Given the current funding environment for nonprofits, the million dollar question facing those in the leadership hot seat is: “What should we do with resources down and demand for our services as great as it has ever been?”
The answer, as I often find, may be counter-intuitive. While many are hunkering down, sticking to their knitting, and hoping that the perfect storm will pass and they can come out the other side, I think that an organization may be able to actually attract resources at this time by being bold, standing up and calling attention to themselves.
How to be bold? Here are three things I think the successful nonprofit needs to do to distinguish itself to funders and investors:
- Show that your organization’s work is making an important difference in the world. This means you need to have the capacity to document what outcomes are being achieved through your efforts, not just what you hope to achieve or what activities are performed. If you have been doing some outcome evaluation all along, you are well positioned to make a strong case for getting more resources. If you do not have this information related to your programs, start compiling and analyzing data as soon as possible. Don’t forget that sometimes you have the information available; you just have not pulled it together. So you may not be starting from scratch. One nonprofit I work with does an outcome study once a quarter and extrapolates from that study to identify outcome numbers. This saves them from having to count outcomes all the time.

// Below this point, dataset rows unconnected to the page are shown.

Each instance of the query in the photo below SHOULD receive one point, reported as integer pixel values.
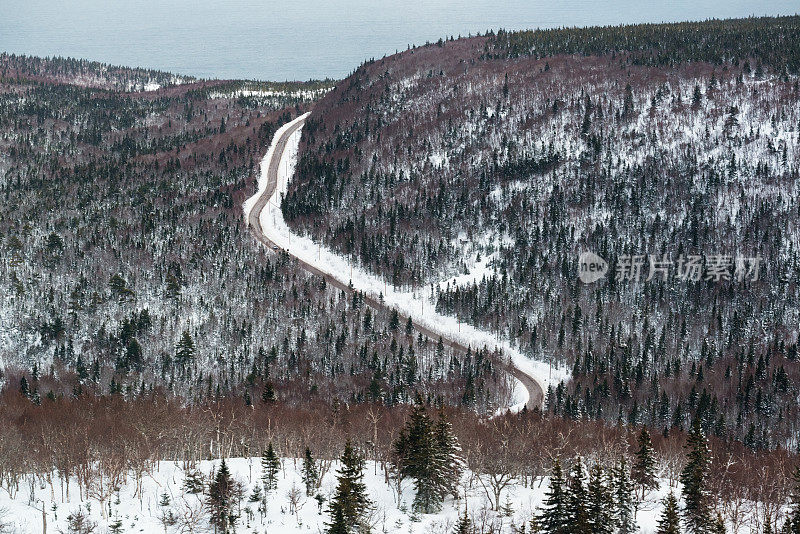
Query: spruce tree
(464, 525)
(220, 500)
(449, 462)
(718, 525)
(623, 497)
(554, 517)
(600, 502)
(577, 499)
(270, 467)
(310, 473)
(429, 454)
(349, 504)
(643, 471)
(694, 477)
(669, 522)
(792, 524)
(185, 350)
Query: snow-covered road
(263, 215)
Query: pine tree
(194, 482)
(718, 525)
(256, 495)
(184, 350)
(627, 106)
(694, 477)
(349, 503)
(270, 467)
(417, 458)
(220, 500)
(669, 523)
(464, 525)
(600, 502)
(554, 517)
(623, 497)
(577, 500)
(792, 524)
(310, 473)
(449, 462)
(643, 471)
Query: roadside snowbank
(415, 304)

- Demonstrate that your organization is relevant today. This means that you are not living on past relevance, but that you are a good fit with the issues that people are facing today. To demonstrate this you will need to show a considerable demand for what you do among a constituency in need. The need that your organization is addressing should be widely recognized, understood, and significant. This will make your case for being relevant powerful. To illustrate your relevance you can show that you are filling a gap that others are not meeting or that you are addressing an issue in a unique way compared to others. One ED told me that in order to prove relevance, he pulled together an advisory group of clients/customers to make certain that he was always addressing their most important needs.
- Prove that you are flexible enough to change in response to your environment. This means that you are willing to constantly look at what you do and how you do it, and consider doing things differently. An organization that is willing to refine its program model(s) on a regular basis in order to provide services as efficiently and effectively as possible, demonstrates that board and staff leadership is focusing on accomplishing its mission and takes very seriously its stewardship responsibilities.
If an organization shows that it pays attention to the above, it will distinguish itself in the eyes of investors who have to make difficult decisions about where to put their precious money.